Are safe spaces ever truly “safe”? The shooting that wreaked havoc, injury, and death at Pulse, an LGBTQ nightclub in Orlando, is an example of how intolerance targets these treasured sites of community gathering and celebration. The club sought to honor these values on Saturday night with a Latin-themed event, and the club was packed with people, majority of whom identify as queer, transgender, gay, or lesbian, and as Latino/a. Yet, one person wielding an assault rifle and a handgun and was all it took to sabotage this collective night of hurrah and leave 50 people dead and more than 53 injured.
What compounds the intense grief following this massacre is that these levels of violence and hate are not unique within the LGBTQ community. In fact, violence in nightclubs and bars have plagued LGBTQ people in America ever since the 1950s and 60s. During these turbulent eras, police officers would raid these spaces and beat LGBTQ patrons with clubs, as well as with their bare hands. Officers would also forcibly strip whomever they suspected of crossdressing, which was illegal at the time. These raids became so frequent that on June 28, 1969, when police barged into a New York City gay bar called The Stonewall Inn, riots and backlash led to the iconic Stonewall Uprising and birth of the mainstream Gay Rights Movement.
Stonewall not only galvanized a movement, but also a period of commemoration and celebration of LGBTQ people and their histories, otherwise known as Pride Month, which falls during the month of June. Last year, Pride proved to be an increasingly joyful event, with the United States Supreme Court ruling same-sex marriage to be legal across the nation.
But what occurred in Orlando is a painful reminder that despite this historic ruling, the safety of LGBTQ people, particularly transgender women, continues to balance upon a tightrope of harassment, institutionalized discrimination, and hate crime.
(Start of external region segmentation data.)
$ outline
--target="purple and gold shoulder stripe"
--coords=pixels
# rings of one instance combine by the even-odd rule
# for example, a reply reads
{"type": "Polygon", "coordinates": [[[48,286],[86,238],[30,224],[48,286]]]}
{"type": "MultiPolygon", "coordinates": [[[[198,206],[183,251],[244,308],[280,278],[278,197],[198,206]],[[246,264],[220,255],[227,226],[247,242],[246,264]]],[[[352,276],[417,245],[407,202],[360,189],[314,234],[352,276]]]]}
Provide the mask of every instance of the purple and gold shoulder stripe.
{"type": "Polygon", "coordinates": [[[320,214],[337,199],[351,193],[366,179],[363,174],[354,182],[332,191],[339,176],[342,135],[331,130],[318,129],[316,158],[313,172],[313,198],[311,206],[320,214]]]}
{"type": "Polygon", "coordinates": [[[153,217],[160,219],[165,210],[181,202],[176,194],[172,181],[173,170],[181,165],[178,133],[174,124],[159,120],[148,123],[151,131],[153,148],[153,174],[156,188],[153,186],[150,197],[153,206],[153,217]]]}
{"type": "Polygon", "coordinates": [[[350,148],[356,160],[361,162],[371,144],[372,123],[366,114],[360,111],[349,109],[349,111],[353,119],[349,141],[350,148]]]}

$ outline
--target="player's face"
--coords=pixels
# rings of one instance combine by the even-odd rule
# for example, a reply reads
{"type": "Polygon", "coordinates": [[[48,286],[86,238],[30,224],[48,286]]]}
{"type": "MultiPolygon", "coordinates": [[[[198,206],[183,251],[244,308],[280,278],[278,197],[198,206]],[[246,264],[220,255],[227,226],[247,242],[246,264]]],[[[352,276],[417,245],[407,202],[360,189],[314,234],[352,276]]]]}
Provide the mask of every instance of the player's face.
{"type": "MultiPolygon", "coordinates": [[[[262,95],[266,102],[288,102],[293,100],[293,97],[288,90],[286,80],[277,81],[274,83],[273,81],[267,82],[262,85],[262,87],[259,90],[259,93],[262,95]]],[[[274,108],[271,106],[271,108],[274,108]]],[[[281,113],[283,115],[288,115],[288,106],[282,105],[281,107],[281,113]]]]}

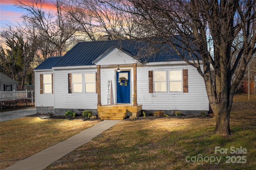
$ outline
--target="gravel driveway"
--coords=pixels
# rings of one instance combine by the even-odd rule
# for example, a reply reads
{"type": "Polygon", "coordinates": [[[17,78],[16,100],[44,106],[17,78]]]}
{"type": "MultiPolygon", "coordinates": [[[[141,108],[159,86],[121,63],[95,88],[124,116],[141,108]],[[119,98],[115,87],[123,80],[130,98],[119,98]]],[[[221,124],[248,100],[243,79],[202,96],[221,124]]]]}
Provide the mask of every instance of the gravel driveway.
{"type": "Polygon", "coordinates": [[[14,119],[20,117],[34,115],[36,113],[36,109],[30,108],[0,113],[0,122],[14,119]]]}

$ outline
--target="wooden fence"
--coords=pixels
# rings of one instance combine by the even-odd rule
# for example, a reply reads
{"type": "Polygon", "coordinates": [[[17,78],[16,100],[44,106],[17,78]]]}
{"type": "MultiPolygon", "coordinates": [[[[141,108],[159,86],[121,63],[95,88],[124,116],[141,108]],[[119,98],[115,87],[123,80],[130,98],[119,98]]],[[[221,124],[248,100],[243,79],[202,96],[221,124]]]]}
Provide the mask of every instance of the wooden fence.
{"type": "Polygon", "coordinates": [[[0,101],[7,101],[27,99],[28,90],[23,91],[0,91],[0,101]]]}

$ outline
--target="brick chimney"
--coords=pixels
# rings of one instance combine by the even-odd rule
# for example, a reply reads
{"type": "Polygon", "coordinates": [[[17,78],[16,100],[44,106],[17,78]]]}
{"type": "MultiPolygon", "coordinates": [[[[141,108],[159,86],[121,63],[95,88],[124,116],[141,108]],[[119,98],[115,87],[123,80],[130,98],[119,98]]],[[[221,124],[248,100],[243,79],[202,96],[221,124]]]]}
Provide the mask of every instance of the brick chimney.
{"type": "Polygon", "coordinates": [[[108,41],[108,40],[110,40],[110,38],[109,37],[109,36],[108,35],[103,36],[103,41],[108,41]]]}

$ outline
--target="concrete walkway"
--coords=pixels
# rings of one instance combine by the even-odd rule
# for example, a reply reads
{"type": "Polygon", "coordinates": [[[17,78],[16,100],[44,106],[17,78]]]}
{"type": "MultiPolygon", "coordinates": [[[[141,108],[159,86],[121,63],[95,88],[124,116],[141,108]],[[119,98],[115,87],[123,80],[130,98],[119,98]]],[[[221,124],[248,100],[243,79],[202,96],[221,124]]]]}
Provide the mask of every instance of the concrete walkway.
{"type": "Polygon", "coordinates": [[[71,138],[16,163],[6,170],[42,170],[120,121],[104,121],[71,138]]]}
{"type": "Polygon", "coordinates": [[[0,122],[14,119],[36,113],[36,109],[30,108],[0,113],[0,122]]]}

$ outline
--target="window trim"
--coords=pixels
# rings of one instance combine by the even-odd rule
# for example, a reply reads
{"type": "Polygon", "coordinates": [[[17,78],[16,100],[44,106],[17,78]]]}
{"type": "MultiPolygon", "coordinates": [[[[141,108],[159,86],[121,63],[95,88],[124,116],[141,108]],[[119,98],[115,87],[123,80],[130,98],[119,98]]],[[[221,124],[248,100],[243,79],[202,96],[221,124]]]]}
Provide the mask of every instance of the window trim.
{"type": "Polygon", "coordinates": [[[168,82],[169,83],[168,84],[168,92],[170,93],[180,93],[180,92],[183,92],[183,74],[182,74],[182,70],[181,69],[173,69],[173,70],[168,70],[168,82]],[[170,71],[180,71],[180,80],[173,80],[171,81],[170,79],[170,71]],[[171,82],[181,82],[181,84],[180,85],[180,91],[171,91],[171,86],[170,85],[170,83],[171,82]]]}
{"type": "Polygon", "coordinates": [[[84,73],[84,93],[96,93],[96,72],[88,72],[88,73],[84,73]],[[85,75],[86,74],[93,74],[94,77],[94,82],[88,82],[86,83],[85,82],[85,75]],[[94,84],[94,92],[86,92],[86,84],[94,84]]]}
{"type": "Polygon", "coordinates": [[[83,74],[82,73],[72,73],[72,93],[84,93],[84,87],[83,87],[83,74]],[[81,82],[80,83],[74,83],[74,75],[81,75],[82,79],[81,80],[81,82]],[[74,89],[75,88],[74,87],[74,85],[75,84],[81,84],[82,85],[82,91],[78,91],[78,92],[74,92],[74,89]]]}
{"type": "Polygon", "coordinates": [[[97,76],[97,72],[74,72],[69,73],[68,74],[68,93],[97,93],[97,79],[96,76],[97,76]],[[94,75],[94,82],[85,82],[85,75],[86,74],[93,74],[94,75]],[[82,83],[75,83],[75,84],[81,84],[82,85],[82,92],[74,92],[74,84],[73,82],[73,75],[74,74],[81,74],[82,75],[82,83]],[[94,92],[86,92],[86,84],[94,84],[94,92]]]}
{"type": "MultiPolygon", "coordinates": [[[[181,68],[180,69],[171,69],[166,70],[156,70],[148,71],[148,85],[149,93],[188,93],[188,69],[186,68],[181,68]],[[181,91],[170,91],[170,71],[180,71],[181,72],[181,80],[174,81],[172,82],[181,82],[181,91]],[[154,73],[156,71],[166,71],[166,91],[158,92],[155,91],[155,81],[154,73]]],[[[160,82],[160,81],[158,81],[160,82]]],[[[162,81],[161,81],[162,82],[162,81]]]]}
{"type": "Polygon", "coordinates": [[[154,70],[153,72],[153,89],[154,89],[154,93],[168,93],[168,85],[167,84],[167,81],[168,81],[168,74],[167,73],[167,70],[154,70]],[[155,76],[155,73],[156,72],[160,72],[160,71],[162,71],[162,72],[165,72],[165,81],[156,81],[155,80],[155,77],[156,76],[155,76]],[[156,91],[156,85],[155,85],[155,83],[157,83],[157,82],[165,82],[165,87],[166,87],[166,91],[156,91]]]}

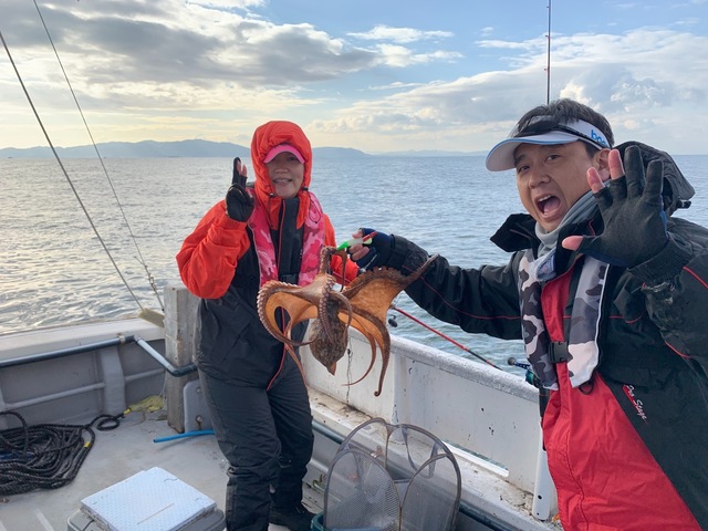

The shooting in Orlando was a hate crime. In an effort to unearth a possible motive, the gunman’s father recalled his son’s angry reaction to the sight of two men sharing a kiss in Miami. A packed gay club on a night of Pride Month then served as his target. These factors combine with the pattern that demonstrates how hate crimes tend to unfold in community gathering places. Just today in Los Angeles, authorities identified a man who stored weapons that he intended to use on the city’s pride parade. Outside the US, such as in Russia and the city of Tel Aviv, gay clubs serve as prey for homophobic outbreaks. Outside the context of LGBT spaces, shootings motivated by intolerance have occurred at Muslim and Sikh places of worship, and a historically black church was the site of a shooting just last year.
This long and fateful string of events shine a harsh light on the fact that in the places where communities feel most safe to converse and meet are the exact locales upon which dangerous and intolerant people fixate their attention.
In Orlando, the investigation continues underway. President Obama professed his condolences from The White House, which marked the sixteenth time the President has had to address a mass shooting incident in the United States.